Мы любили пересмешничать. Заскочишь, бывало, в комнату Колдуновых, уставишься невинно на Матрену, выпалишь, передразнивая ее цокающий выговор:
— Теть, у вас есть цугунок церемуховый цай на цердаке скипятить?
Она была добра, умела подшутить, потому ее не сердило наше озорство. Нет-нет чем-нибудь угостит: то даст горсть тыквенных семечек, то мятного горошка.
Колдунов и я булькнули в воду вместе и погружались рядом. Он спешил вниз. Рьяно отмахивал воду к бокам. Его руки окутывало гроздьями пузырей.
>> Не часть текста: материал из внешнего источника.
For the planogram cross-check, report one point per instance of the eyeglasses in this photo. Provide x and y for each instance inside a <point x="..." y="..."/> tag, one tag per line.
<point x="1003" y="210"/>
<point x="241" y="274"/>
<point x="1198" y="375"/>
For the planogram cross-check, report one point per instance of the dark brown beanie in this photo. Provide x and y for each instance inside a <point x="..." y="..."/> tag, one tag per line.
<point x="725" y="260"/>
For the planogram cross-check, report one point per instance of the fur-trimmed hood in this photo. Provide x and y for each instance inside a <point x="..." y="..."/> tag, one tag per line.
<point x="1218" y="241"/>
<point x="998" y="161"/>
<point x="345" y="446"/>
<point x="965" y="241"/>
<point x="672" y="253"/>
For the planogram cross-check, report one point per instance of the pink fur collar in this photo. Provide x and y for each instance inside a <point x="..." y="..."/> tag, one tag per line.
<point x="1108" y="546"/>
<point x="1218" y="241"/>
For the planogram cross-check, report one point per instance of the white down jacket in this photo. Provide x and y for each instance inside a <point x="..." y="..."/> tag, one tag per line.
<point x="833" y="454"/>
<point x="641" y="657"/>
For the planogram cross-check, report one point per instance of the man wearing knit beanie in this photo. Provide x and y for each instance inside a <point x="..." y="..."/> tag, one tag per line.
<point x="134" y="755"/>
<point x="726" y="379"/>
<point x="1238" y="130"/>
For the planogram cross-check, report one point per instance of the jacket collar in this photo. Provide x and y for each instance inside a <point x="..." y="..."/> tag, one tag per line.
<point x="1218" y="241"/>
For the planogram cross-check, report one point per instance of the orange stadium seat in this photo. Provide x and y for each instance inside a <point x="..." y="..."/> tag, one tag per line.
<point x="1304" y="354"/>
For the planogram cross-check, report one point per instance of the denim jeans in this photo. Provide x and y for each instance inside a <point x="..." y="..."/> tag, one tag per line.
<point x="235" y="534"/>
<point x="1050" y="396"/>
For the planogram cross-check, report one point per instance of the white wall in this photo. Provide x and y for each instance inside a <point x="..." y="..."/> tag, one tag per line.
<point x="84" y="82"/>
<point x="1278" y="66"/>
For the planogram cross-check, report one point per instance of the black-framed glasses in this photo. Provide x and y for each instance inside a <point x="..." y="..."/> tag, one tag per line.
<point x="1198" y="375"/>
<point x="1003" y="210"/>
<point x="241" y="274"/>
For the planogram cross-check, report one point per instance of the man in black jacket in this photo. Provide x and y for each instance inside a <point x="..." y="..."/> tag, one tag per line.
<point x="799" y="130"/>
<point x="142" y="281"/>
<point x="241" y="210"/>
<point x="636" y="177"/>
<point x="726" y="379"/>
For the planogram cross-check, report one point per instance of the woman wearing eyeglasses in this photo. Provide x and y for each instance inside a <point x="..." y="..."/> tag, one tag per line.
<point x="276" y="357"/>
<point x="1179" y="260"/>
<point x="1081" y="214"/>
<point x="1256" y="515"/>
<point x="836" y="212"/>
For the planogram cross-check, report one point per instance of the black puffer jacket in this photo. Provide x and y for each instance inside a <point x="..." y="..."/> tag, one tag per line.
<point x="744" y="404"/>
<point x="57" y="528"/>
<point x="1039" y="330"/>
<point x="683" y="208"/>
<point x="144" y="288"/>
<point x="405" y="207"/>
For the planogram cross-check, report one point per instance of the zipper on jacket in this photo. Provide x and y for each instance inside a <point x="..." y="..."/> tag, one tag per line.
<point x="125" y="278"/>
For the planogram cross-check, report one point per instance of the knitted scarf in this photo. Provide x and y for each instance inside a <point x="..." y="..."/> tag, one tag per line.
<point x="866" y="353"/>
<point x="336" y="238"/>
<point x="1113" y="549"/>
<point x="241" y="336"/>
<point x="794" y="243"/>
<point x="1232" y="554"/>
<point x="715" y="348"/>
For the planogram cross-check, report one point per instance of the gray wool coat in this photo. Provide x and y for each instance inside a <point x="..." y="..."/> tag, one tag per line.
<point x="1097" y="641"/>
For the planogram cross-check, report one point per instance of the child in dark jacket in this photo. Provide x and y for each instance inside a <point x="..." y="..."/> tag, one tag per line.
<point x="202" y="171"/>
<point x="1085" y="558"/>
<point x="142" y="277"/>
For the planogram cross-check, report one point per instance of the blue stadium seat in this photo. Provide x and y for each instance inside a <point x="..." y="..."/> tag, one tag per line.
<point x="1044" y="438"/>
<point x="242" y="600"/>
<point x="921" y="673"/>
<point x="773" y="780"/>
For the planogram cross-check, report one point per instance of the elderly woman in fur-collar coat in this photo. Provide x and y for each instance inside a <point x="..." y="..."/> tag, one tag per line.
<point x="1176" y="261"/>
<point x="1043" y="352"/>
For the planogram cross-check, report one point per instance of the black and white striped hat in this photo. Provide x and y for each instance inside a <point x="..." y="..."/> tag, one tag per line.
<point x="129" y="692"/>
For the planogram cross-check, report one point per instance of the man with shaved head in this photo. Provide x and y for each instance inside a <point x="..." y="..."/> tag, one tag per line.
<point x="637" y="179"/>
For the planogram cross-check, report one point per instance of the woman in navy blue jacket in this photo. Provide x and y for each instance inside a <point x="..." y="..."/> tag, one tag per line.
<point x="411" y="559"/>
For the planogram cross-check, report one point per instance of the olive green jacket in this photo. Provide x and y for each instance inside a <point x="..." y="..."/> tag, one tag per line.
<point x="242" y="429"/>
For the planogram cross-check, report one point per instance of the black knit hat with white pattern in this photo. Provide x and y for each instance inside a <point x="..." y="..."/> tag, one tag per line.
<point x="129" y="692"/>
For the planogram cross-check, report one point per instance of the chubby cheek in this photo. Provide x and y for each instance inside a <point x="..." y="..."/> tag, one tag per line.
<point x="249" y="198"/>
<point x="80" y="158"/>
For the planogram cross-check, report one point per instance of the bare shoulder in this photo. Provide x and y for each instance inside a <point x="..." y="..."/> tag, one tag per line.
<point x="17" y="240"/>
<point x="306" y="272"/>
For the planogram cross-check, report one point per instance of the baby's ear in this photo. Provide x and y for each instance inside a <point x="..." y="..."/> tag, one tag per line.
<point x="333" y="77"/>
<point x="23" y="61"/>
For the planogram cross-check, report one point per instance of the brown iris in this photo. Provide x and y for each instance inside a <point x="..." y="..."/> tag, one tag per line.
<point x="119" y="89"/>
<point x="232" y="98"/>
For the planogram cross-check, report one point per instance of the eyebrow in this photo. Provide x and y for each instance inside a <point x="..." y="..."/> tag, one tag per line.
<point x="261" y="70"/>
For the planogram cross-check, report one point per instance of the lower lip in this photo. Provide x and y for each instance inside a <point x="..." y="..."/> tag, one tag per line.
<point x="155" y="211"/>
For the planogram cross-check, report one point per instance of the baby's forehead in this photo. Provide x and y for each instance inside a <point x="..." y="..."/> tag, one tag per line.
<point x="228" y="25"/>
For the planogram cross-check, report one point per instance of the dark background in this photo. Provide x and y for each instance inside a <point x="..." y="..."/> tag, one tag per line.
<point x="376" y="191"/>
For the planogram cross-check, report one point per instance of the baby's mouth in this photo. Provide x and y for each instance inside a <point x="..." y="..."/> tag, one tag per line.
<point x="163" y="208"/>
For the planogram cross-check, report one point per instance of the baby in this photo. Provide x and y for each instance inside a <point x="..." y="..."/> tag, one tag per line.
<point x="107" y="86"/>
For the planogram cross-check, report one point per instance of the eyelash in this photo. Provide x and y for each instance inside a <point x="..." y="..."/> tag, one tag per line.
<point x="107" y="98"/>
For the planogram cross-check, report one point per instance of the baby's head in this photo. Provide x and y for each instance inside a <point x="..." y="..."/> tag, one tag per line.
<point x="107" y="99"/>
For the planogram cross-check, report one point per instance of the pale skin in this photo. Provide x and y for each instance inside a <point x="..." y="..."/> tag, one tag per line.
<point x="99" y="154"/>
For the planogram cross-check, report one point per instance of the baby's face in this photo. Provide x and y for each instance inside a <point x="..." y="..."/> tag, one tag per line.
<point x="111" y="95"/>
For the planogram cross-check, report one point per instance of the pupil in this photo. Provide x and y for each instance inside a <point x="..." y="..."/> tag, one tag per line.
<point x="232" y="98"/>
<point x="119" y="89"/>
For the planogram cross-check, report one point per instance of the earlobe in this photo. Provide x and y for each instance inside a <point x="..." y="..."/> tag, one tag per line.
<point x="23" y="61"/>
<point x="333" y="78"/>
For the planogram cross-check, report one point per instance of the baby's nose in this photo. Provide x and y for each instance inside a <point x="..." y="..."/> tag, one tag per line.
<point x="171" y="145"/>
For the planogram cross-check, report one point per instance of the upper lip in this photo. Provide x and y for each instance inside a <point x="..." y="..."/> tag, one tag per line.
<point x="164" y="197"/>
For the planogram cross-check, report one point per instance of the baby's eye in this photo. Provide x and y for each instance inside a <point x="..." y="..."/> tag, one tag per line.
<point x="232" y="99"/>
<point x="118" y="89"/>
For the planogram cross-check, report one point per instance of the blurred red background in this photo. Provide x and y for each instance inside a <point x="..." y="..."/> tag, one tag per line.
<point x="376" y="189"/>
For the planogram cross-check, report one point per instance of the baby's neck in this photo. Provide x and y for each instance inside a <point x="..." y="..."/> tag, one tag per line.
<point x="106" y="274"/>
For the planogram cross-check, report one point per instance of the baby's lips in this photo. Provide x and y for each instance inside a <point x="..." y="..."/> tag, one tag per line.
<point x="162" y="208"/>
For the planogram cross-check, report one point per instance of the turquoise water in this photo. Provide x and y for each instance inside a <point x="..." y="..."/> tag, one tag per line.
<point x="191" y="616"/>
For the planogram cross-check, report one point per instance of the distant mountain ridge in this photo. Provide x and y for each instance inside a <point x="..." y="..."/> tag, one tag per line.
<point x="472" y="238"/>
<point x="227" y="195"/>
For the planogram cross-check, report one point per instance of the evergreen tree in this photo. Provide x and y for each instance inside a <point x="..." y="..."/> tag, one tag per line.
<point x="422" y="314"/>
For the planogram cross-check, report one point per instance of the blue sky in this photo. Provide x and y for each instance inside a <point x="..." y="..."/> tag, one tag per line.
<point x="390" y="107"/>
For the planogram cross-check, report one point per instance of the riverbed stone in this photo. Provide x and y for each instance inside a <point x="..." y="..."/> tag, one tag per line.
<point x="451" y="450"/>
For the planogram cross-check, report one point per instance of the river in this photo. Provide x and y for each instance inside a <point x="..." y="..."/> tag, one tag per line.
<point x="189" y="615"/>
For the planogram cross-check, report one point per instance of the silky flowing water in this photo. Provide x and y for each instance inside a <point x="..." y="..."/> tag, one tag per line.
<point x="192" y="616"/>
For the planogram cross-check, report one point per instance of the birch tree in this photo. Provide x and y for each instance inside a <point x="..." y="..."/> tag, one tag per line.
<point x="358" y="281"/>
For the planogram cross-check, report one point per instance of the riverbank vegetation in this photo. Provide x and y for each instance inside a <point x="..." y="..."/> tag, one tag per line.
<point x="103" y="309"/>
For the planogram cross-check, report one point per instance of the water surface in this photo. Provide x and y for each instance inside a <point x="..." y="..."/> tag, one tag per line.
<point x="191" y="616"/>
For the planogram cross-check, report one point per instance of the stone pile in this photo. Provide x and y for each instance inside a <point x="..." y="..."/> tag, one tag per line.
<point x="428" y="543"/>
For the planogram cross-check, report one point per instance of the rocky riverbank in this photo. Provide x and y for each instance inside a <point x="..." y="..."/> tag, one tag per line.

Казалось, что он раздирает воду.
Чтобы не отвлечься, я начал смотреть в глубину и так сильно бил ногами, что у самого создалось впечатление, будто отлягиваюсь от кого-то, кто гонится за мной.
Все это время слышался мотор паромного катера, его звук, бурчащий на воздухе, напоминал в воде перезвон телеграфных проводов.
Я почувствовал толчок в колено: задел ступней Колдунов. Он улыбался, выпятив бугром толстые губы.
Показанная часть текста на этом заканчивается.